Мысли шли одна за другой, и Ольга видела их. Они были похожи на Михаила Семеновича, на Шлегеля или Янкова, на геолога с ребёнком или на саму Ольгу.

Мысли как бы осматривали Ольгу со стороны, а она стояла перед ними, как на врачебной комиссии, смущенная и растерянная.

Ольга проснулась в слезах, взволнованная и ясная. Душа ее была полна отваги, и, сознавая, что она никогда не сумеет выполнить всего того великого, что ей, как счастье, приснилось, она радостно думала, что все равно, чем бы это ни окончилось, чем бы это ни стало, она возьмет себе в жизни только самое тяжелое и понесет его легко. Только так хотелось ей жить.

*

Утром, в час слета научных групп, прилетел Михаил Семенович. Из бани неслись крики «ура» и аплодисменты. Не дослушав повествования Лузы, Михаил Семенович направился к бане и стал у дверей, за толпой любопытных.

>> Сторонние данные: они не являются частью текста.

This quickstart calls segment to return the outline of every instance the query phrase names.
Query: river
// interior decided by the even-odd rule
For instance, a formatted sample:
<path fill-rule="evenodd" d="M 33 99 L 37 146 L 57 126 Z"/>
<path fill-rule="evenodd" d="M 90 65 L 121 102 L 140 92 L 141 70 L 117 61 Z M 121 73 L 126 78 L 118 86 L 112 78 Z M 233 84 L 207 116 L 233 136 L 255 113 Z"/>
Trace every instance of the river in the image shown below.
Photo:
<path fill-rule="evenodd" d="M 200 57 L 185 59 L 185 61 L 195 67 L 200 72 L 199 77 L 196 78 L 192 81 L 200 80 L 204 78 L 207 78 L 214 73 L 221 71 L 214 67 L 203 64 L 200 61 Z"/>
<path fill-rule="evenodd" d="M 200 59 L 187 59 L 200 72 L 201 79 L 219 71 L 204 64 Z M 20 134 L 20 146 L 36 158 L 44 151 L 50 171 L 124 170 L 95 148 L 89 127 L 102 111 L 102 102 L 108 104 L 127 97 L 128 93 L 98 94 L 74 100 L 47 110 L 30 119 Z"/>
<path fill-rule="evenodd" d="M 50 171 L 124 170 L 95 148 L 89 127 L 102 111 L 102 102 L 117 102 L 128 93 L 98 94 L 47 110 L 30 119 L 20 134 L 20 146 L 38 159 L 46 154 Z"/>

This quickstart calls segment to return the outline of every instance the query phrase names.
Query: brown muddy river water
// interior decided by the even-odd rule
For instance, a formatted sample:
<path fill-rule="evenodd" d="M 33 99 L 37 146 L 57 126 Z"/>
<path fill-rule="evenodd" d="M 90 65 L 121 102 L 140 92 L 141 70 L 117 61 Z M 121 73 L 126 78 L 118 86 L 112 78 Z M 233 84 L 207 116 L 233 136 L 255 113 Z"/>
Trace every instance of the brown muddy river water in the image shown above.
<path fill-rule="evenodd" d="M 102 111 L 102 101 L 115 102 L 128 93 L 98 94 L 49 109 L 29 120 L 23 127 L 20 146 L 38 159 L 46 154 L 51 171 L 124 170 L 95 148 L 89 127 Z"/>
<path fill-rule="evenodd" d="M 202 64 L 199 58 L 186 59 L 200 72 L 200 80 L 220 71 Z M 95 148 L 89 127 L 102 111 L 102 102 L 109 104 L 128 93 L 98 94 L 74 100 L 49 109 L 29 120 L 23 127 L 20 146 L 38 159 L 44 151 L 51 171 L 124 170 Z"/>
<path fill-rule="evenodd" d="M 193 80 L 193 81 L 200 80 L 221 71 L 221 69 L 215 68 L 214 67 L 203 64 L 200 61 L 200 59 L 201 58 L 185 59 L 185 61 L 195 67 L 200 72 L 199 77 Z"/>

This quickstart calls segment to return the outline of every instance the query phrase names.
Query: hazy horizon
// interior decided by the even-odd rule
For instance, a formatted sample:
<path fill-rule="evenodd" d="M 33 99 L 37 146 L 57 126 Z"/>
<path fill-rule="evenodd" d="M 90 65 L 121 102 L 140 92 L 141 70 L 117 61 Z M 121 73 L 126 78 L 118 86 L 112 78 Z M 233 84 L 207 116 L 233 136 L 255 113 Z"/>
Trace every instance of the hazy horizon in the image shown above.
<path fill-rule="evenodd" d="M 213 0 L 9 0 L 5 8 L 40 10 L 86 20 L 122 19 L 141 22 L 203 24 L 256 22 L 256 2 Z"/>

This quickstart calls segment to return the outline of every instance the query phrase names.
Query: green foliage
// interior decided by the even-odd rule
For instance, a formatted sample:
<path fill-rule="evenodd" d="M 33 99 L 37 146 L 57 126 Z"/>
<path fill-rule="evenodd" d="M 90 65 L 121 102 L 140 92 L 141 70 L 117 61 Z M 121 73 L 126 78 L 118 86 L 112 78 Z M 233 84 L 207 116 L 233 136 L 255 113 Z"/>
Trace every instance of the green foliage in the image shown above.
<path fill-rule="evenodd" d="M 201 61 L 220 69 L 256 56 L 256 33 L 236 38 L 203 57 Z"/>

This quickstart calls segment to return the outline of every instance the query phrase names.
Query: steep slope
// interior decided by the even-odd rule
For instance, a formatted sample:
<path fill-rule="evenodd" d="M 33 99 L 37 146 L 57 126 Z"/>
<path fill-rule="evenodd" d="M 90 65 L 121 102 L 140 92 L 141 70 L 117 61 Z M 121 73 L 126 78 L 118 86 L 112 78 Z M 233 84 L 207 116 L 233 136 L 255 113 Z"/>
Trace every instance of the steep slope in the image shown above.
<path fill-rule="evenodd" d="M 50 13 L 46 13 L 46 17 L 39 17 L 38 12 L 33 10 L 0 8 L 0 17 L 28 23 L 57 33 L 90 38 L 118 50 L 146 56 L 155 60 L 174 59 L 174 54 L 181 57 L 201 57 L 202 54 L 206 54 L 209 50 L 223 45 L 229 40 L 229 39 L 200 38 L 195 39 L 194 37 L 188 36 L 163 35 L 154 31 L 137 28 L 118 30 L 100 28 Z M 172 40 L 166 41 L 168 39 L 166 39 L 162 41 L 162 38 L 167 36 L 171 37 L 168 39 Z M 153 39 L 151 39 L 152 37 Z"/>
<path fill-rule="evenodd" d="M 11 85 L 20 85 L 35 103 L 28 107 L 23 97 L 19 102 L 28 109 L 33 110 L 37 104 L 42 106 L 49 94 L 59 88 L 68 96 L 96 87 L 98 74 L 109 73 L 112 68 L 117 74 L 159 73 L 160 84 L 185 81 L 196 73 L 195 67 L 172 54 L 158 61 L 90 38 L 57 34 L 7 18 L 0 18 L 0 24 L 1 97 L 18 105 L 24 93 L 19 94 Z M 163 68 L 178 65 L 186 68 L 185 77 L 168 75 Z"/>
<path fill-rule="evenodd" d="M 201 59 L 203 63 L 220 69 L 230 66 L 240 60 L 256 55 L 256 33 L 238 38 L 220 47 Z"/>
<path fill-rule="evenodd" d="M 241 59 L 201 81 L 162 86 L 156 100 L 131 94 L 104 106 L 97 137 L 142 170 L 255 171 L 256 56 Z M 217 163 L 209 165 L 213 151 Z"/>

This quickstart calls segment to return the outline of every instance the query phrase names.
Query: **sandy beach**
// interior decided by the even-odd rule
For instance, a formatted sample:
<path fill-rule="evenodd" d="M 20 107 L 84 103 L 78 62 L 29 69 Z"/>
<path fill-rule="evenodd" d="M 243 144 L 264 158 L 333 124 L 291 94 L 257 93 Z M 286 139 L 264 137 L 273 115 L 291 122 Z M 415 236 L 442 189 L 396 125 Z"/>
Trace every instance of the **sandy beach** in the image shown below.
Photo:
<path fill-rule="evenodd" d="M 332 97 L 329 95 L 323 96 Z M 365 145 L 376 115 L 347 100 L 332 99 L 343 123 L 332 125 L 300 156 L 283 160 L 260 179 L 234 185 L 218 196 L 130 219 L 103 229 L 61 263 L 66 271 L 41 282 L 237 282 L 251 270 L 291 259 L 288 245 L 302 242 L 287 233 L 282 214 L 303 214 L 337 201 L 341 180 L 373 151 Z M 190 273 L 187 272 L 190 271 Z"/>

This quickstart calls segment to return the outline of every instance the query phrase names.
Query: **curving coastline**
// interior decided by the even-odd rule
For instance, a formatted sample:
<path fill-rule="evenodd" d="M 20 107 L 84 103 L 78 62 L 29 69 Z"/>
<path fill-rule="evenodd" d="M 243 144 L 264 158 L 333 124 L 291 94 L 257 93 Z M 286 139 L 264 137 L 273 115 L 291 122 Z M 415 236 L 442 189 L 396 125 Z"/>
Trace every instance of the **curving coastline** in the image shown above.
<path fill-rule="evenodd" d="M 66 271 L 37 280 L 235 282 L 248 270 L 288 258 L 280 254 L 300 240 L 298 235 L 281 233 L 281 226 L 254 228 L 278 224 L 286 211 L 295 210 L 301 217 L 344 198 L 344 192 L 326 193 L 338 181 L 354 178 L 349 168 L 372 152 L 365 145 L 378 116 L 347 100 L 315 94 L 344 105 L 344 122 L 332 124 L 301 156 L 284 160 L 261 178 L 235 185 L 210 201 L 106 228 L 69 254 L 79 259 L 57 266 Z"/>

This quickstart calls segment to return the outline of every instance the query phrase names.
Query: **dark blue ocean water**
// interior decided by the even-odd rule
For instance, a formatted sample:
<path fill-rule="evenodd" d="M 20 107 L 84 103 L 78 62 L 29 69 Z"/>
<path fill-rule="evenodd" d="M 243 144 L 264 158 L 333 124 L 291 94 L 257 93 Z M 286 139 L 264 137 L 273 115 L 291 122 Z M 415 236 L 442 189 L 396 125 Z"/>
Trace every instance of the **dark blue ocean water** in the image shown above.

Мать-геолог тихо стирала детские рубашонки, прислушиваясь к тому, что говорилось.

Местный прокурор безразлично сидел на перевернутой вверх дном шайке, борясь со сном.

Кто-то произнес хорошую, дельную речь, и все шептались:

– Молодец, здорово!..

Михаил Семенович раздвинул толпу, ища Шотмана. Вдруг чьи-то руки сжали его лицо, губы, соленые от слез, коснулись его щеки.

– Ольга!

– Мы остаемся в тайге, – шепнула она.

Шотман встал, и за ним поднялись все. Пронеслось «ура». – Мы остаемся! – крикнул Шотман. – Видел ты таких пацанов? Это же удивительно, что за народ! Геолог, стиравшая белье, подняла мокрую, красную руку.

– Я имею предложение, – сказала она устало и, подняв глаза И Михаила Семеновича, добавила: – Некоторых придется отправить в отпуск, например Лубенцова.

– Ставлю на голосование! Формулируйте! – крикнул Шотман.

– Отправить в отпуск ввиду того, что у него слабый характер. – И геолог вернулась в предбанник.

Все подняли руки, не ожидая председательского сигнала.

– В чем дело? – спросил Михаил Семенович.

– Бабник он у нас, – раздался голос. – Пусть едет на сладкие воды. Так и запишите ему: освобожден от зимовки за бабство.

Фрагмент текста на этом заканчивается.